Le 9 septembre, l’Artsakh, le Kosovo du Caucase, une république d’origine arménienne établie sur des terres que le dirigeant soviétique Joseph Staline a transférées à l’Azerbaïdjan, a tenu des élections présidentielles. Il s’agissait de la septième élection présidentielle de cette république non reconnue depuis les années 1990. Mais cette année, l’Azerbaïdjan, sentant la faiblesse de Washington, a lancé un ultimatum : les élections équivaudraient à la guerre. La dictature riche en pétrole a diffusé des images de mobilisation pour souligner ses exigences. Le secrétaire d’État américain Antony Blinken a consciencieusement appelé le président azerbaïdjanais Ilham Aliyev, mais ses paroles étaient faibles et, par omission, Blinken a signalé qu’Aliyev ne risquait aucune conséquence s’il n’en tenait pas compte.
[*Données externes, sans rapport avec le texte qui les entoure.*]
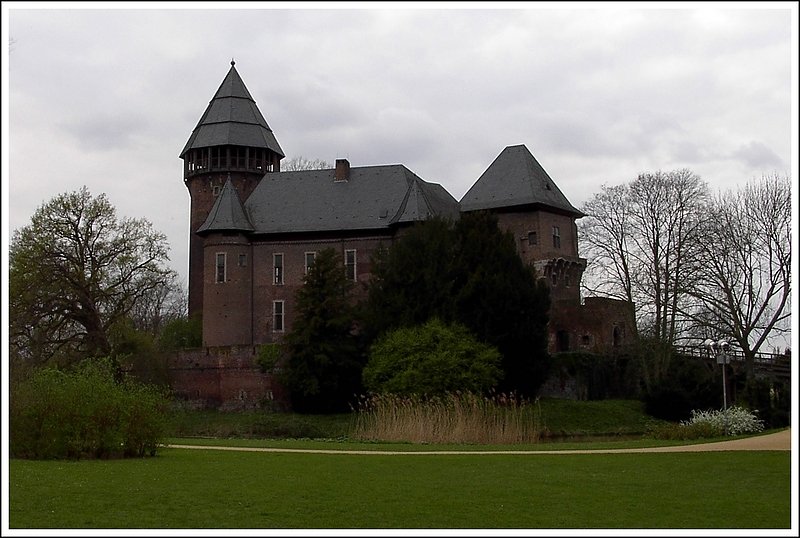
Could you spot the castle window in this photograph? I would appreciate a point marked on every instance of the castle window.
(350, 264)
(277, 269)
(310, 257)
(220, 275)
(616, 337)
(277, 316)
(562, 341)
(556, 237)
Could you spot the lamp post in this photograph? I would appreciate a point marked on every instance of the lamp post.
(720, 350)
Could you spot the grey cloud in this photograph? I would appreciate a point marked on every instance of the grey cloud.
(758, 155)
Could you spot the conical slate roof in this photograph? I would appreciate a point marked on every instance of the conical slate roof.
(227, 213)
(232, 118)
(516, 178)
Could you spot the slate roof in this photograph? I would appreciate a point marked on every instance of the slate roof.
(232, 118)
(516, 178)
(373, 198)
(227, 214)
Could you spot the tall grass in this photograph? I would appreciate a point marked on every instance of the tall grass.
(453, 418)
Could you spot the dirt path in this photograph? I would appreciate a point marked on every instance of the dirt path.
(781, 440)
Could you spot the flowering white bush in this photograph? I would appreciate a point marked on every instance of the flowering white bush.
(740, 420)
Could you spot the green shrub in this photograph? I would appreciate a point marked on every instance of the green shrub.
(431, 359)
(712, 423)
(84, 413)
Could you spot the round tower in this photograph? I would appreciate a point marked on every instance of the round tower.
(232, 141)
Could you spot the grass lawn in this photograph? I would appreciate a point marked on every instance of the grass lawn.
(201, 489)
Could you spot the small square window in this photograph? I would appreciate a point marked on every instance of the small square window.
(556, 237)
(277, 316)
(310, 257)
(277, 269)
(221, 270)
(350, 264)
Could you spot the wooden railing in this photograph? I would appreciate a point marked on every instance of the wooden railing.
(778, 365)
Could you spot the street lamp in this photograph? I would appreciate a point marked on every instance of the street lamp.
(720, 350)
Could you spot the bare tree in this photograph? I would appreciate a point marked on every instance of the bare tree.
(606, 235)
(640, 242)
(640, 239)
(75, 272)
(745, 276)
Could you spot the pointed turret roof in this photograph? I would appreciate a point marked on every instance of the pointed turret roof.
(227, 213)
(232, 118)
(516, 178)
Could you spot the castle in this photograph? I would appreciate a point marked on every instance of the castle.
(255, 231)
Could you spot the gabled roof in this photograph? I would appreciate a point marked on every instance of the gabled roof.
(374, 197)
(516, 178)
(227, 214)
(232, 118)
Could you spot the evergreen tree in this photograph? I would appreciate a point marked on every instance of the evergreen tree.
(322, 371)
(470, 273)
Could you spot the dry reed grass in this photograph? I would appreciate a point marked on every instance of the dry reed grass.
(452, 418)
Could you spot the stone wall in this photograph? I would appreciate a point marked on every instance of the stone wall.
(226, 378)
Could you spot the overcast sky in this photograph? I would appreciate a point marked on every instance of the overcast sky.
(107, 97)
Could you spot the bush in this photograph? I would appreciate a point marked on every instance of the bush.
(431, 359)
(712, 423)
(85, 413)
(739, 420)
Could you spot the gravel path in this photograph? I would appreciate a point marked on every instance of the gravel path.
(781, 440)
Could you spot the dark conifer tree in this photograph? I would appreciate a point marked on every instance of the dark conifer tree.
(322, 370)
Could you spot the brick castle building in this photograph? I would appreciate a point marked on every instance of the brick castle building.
(255, 230)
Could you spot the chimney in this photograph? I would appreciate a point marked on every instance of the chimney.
(342, 170)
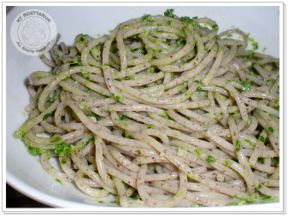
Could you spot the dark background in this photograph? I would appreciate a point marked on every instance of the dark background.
(15, 199)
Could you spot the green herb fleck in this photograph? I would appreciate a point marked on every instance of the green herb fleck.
(249, 54)
(138, 151)
(147, 19)
(116, 97)
(227, 163)
(270, 129)
(56, 140)
(274, 161)
(63, 149)
(46, 116)
(198, 152)
(262, 139)
(246, 85)
(165, 115)
(259, 186)
(122, 117)
(58, 180)
(180, 41)
(63, 161)
(135, 196)
(238, 145)
(188, 20)
(151, 126)
(35, 150)
(210, 159)
(169, 13)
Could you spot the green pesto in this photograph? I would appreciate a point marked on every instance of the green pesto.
(56, 140)
(63, 161)
(188, 20)
(86, 142)
(122, 117)
(46, 116)
(246, 85)
(270, 129)
(181, 41)
(116, 97)
(151, 126)
(135, 196)
(259, 186)
(274, 162)
(238, 145)
(63, 149)
(227, 163)
(210, 159)
(169, 13)
(166, 116)
(262, 139)
(147, 19)
(138, 151)
(198, 152)
(58, 180)
(35, 150)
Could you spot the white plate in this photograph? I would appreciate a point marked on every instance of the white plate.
(24, 171)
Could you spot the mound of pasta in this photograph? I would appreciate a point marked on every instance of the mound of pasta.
(163, 111)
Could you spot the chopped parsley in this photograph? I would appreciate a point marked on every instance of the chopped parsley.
(227, 163)
(198, 152)
(180, 41)
(122, 117)
(259, 186)
(246, 85)
(270, 129)
(135, 196)
(169, 13)
(274, 161)
(35, 150)
(188, 20)
(151, 126)
(63, 149)
(116, 97)
(138, 151)
(262, 139)
(238, 145)
(63, 161)
(166, 116)
(147, 19)
(254, 43)
(210, 159)
(46, 116)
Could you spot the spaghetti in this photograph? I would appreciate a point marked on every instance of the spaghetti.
(162, 112)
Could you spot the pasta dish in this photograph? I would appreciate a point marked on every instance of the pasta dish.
(164, 111)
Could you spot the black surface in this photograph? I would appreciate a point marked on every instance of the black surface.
(14, 199)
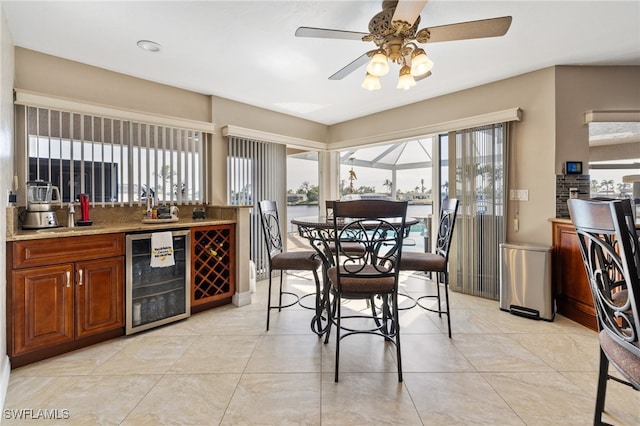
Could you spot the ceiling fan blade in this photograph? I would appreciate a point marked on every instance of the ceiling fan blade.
(329, 33)
(493, 27)
(408, 10)
(354, 65)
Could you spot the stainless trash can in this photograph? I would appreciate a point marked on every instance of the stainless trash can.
(525, 281)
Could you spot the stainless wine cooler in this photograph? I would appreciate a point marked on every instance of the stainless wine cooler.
(157, 295)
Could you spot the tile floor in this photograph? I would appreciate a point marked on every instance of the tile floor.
(221, 367)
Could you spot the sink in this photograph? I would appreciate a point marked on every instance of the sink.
(66, 229)
(55, 230)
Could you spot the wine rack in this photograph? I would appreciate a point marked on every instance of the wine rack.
(213, 266)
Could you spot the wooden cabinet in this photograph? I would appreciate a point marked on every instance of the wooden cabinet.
(64, 293)
(42, 305)
(573, 295)
(213, 266)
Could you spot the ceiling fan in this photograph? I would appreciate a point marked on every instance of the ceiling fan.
(395, 33)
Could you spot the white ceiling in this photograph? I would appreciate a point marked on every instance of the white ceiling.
(247, 51)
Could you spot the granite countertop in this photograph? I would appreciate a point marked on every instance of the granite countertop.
(116, 220)
(35, 234)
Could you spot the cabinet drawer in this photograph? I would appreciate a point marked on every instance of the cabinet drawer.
(51, 251)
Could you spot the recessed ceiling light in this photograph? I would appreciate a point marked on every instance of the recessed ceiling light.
(149, 46)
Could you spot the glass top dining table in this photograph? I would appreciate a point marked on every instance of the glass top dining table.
(319, 231)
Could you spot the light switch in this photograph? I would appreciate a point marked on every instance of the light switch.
(519, 194)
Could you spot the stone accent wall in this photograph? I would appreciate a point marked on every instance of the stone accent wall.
(563, 183)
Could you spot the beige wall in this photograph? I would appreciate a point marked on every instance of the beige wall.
(6, 172)
(227, 112)
(533, 138)
(551, 132)
(51, 75)
(580, 89)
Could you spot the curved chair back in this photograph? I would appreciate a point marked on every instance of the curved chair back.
(609, 248)
(378, 227)
(271, 227)
(447, 221)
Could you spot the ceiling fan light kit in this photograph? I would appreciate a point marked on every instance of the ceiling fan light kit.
(395, 33)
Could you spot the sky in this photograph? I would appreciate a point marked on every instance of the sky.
(299, 171)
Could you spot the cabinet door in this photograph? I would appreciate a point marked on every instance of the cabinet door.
(574, 299)
(42, 307)
(99, 295)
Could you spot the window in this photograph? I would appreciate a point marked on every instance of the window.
(113, 160)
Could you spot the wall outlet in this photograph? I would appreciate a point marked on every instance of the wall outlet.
(519, 194)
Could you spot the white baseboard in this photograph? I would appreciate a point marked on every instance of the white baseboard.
(5, 372)
(241, 299)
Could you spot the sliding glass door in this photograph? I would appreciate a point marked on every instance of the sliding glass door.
(472, 169)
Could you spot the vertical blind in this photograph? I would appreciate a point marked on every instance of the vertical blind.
(114, 161)
(256, 170)
(480, 171)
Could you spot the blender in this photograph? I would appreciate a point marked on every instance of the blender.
(39, 213)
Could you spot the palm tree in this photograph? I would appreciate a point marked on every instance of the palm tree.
(607, 185)
(388, 184)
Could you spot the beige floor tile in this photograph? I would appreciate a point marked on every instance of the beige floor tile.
(147, 354)
(360, 353)
(367, 399)
(221, 366)
(103, 400)
(279, 353)
(432, 353)
(239, 321)
(458, 398)
(216, 354)
(622, 404)
(36, 392)
(543, 398)
(79, 362)
(498, 352)
(563, 352)
(185, 400)
(275, 399)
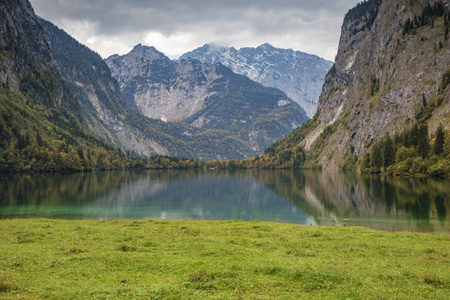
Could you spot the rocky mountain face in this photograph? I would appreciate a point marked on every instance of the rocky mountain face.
(206, 97)
(299, 75)
(41, 121)
(103, 108)
(110, 117)
(389, 73)
(26, 64)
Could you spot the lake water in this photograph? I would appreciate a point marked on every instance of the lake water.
(302, 197)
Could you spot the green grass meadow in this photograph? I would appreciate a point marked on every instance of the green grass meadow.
(158, 259)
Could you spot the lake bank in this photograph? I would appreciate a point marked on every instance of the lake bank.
(118, 259)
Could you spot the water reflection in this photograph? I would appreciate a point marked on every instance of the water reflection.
(310, 197)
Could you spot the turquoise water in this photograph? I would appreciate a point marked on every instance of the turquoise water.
(309, 198)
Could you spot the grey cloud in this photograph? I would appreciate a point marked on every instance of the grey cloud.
(224, 20)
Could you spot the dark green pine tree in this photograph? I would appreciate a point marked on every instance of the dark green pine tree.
(414, 135)
(440, 140)
(365, 163)
(377, 159)
(389, 151)
(423, 146)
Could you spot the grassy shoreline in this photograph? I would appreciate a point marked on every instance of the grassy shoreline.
(158, 259)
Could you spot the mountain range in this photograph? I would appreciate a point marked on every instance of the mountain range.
(62, 107)
(205, 96)
(298, 74)
(390, 82)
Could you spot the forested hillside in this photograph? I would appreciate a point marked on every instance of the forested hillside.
(385, 103)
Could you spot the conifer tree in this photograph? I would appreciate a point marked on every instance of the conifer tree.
(440, 140)
(377, 159)
(423, 146)
(389, 151)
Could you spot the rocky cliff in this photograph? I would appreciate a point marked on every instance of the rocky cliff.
(205, 96)
(26, 64)
(389, 74)
(298, 74)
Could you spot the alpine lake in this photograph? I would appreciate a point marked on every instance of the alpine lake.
(310, 198)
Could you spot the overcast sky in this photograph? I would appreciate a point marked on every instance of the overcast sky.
(177, 26)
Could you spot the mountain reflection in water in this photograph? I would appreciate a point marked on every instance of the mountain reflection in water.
(302, 197)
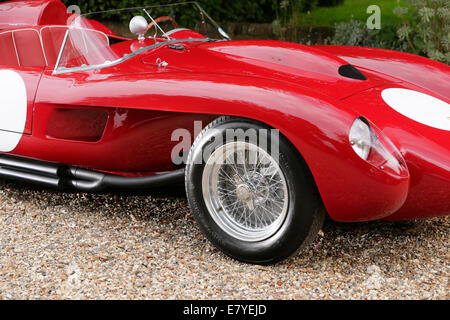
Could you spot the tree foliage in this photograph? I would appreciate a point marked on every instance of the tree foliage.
(426, 28)
(220, 10)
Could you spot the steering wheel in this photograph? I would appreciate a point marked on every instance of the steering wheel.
(161, 19)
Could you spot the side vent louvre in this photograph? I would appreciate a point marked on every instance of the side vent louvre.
(351, 72)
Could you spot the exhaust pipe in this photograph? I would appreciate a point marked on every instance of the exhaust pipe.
(57, 176)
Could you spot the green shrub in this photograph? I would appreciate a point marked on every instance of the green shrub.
(426, 28)
(355, 33)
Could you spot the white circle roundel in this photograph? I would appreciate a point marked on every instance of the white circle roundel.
(13, 109)
(419, 107)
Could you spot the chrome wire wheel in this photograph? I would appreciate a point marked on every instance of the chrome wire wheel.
(245, 191)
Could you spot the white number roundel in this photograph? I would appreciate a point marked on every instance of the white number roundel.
(13, 109)
(419, 107)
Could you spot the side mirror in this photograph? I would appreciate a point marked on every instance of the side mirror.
(139, 26)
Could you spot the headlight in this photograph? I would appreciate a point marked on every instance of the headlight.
(373, 146)
(361, 138)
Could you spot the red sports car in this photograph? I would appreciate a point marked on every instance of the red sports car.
(269, 136)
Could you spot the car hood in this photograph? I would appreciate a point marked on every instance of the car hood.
(275, 60)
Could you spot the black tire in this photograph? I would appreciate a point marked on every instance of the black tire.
(305, 214)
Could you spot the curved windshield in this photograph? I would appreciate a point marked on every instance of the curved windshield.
(102, 39)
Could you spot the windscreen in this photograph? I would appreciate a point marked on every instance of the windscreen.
(97, 40)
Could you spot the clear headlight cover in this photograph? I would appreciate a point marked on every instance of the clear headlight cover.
(361, 138)
(372, 145)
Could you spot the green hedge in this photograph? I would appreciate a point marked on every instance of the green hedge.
(220, 10)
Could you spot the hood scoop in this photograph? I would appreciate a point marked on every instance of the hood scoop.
(351, 72)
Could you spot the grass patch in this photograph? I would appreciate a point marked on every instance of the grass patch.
(356, 9)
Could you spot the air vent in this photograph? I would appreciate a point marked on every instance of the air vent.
(351, 72)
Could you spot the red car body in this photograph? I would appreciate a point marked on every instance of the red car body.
(119, 119)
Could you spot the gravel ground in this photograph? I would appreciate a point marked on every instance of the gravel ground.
(117, 245)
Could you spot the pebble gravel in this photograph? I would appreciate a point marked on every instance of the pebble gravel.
(146, 245)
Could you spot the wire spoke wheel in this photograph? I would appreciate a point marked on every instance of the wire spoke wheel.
(245, 191)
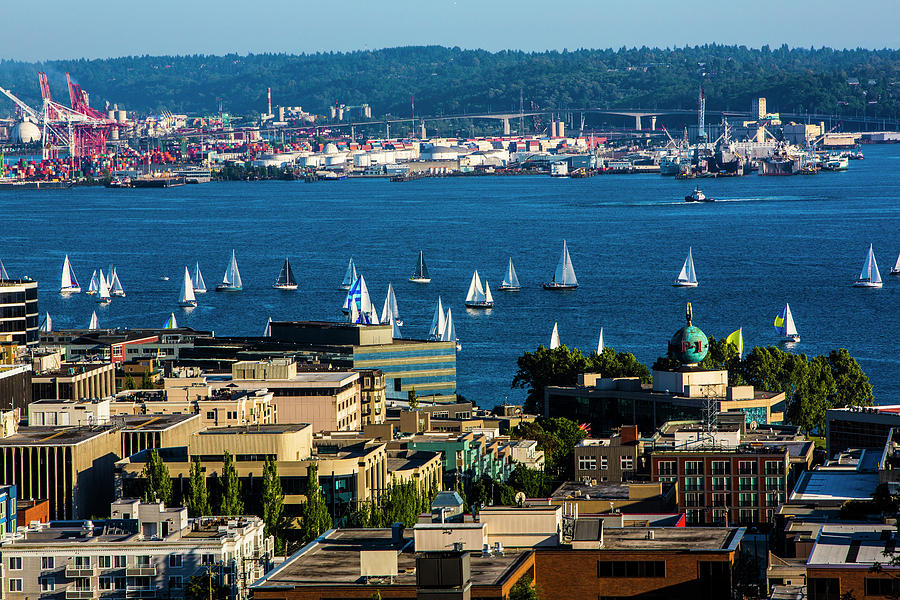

Blinken devrait être mieux informé. Les élections de l’Artsakh ne sont pas la première fois qu’il est confronté à ce scénario. En novembre 2020, le Premier ministre éthiopien Abiy Ahmed a lancé une guerre d’usure pour punir la région du Tigré d’avoir organisé ses propres élections locales. Lorsque M. Blinken a pris ses fonctions deux mois plus tard, il n’a pas fait grand-chose d’autre que de pointer du doigt M. Abiy. Le dirigeant éthiopien a renvoyé Blinken et s’est moqué en privé de lui et de ses émissaires. Des centaines de milliers de Tigréens sont morts de faim. Le fait que le président américain Joe Biden ait par la suite réhabilité Abiy indique à Aliyev et à d’autres meurtriers de masse en puissance que les paroles de l’Amérique sont vides de sens.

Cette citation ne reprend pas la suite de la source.